Summary: Prejudice meets pride when middle-class Elizabeth Bennet encounters well-to-do Mr. Darcy, a dashing young man who has come into town accompanying Meryton newcomer Mr. Bingly. He (Mr. Darcy, not Mr. Bingly) is stiff and haughty but eventually falls in love with sassy Lizzie. She hates him passionately but soon realizes that she might be having feelings (other than disgust) for him, too. But will Mr. Darcy get over his pride and humble himself enough to really woo her? Will Miss Bennet overcome her prejudice and just let Mr. Darcy love her? Yes. No. Maybe.

***

After countless attempts of reading and of only being able make it through to Chapter 2, I was finally able to finish this book through and through. It was the pacing and the prose that made me want to surrender.

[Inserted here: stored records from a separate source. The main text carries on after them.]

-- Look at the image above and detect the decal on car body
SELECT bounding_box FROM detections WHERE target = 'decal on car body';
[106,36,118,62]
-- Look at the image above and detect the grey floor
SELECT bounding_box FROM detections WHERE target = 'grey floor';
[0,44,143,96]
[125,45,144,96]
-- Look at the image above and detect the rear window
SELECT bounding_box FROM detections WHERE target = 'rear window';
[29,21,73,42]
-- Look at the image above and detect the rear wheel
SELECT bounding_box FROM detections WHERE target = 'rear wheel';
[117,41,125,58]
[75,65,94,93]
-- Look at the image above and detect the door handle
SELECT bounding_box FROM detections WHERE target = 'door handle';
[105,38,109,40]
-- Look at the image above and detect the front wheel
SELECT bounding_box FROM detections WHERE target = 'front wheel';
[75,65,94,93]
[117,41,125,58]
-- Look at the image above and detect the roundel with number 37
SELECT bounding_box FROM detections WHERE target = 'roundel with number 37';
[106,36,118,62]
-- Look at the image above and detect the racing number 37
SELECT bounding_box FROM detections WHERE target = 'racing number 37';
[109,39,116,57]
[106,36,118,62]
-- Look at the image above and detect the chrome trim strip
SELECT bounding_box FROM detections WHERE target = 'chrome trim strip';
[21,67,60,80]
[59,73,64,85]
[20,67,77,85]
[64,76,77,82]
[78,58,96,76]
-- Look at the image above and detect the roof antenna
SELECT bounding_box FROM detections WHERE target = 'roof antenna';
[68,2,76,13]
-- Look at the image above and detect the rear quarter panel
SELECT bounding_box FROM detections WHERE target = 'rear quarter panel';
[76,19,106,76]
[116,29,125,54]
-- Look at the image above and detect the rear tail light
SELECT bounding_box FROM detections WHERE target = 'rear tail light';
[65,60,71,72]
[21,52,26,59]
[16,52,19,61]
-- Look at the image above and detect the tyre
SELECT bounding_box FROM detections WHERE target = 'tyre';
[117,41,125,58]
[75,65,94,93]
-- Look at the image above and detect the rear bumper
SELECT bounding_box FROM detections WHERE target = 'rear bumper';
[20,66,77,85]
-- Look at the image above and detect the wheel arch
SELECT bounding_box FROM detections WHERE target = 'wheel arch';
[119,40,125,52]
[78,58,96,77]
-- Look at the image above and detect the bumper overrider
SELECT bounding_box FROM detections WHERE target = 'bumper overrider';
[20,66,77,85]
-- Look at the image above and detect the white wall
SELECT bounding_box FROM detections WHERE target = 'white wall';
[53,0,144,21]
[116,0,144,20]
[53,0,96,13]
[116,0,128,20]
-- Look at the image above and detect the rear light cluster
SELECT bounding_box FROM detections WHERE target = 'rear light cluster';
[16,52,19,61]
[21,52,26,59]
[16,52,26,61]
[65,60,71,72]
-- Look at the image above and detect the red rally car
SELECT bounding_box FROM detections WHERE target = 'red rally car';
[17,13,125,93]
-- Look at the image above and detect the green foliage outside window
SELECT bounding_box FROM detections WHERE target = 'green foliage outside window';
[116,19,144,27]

I felt that the story moved too slowly. And there was too much conversing. Sometimes I didn’t know who was speaking; sometimes I didn’t know who were the people actually present in the scene.

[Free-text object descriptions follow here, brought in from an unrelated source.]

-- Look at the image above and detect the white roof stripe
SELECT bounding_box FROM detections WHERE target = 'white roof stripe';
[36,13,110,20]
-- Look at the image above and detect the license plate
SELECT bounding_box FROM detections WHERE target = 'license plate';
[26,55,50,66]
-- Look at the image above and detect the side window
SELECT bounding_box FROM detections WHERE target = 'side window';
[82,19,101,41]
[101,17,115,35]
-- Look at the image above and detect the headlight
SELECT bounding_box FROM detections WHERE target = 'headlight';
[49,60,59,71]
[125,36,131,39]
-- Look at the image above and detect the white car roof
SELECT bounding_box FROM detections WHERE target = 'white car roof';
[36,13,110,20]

But because I wanted to know why this book made so many women sigh and swoon, I trudged on diligently until I got to the 61st chapter — until I got to the very end.

I must say, despite having to “trudge through”, I liked the book. Very much.

Favourite lines (some spoilers are up ahead):

The business of her life was to get her daughters married; its solace was visiting and news. (Chapter 1, on Mrs. Bennet)

He was the proudest, most disagreeable man in the world, and everybody hoped that he would never come there again. (Chapter 3, on Mr. Darcy)

“That is exactly the question which I expected you to ask. A lady’s imagination is very rapid; it jumps from admiration to love, from love to matrimony, in a moment. I knew you would be wishing me joy.” (Chapter 6)

“But if a woman is partial to a man, and does not endeavour to conceal it, he must find it out.” (Chapter 6)

He began to feel the danger of paying Elizabeth too much attention. (Chapter 11, Mr. Darcy falls in love)

Mr. Darcy corroborated it with a bow, and was beginning to determine not to fix his eyes on Elizabeth, when they were suddenly arrested by the sight of the stranger. (Chapter 15, Haha! I am Team Darcy!)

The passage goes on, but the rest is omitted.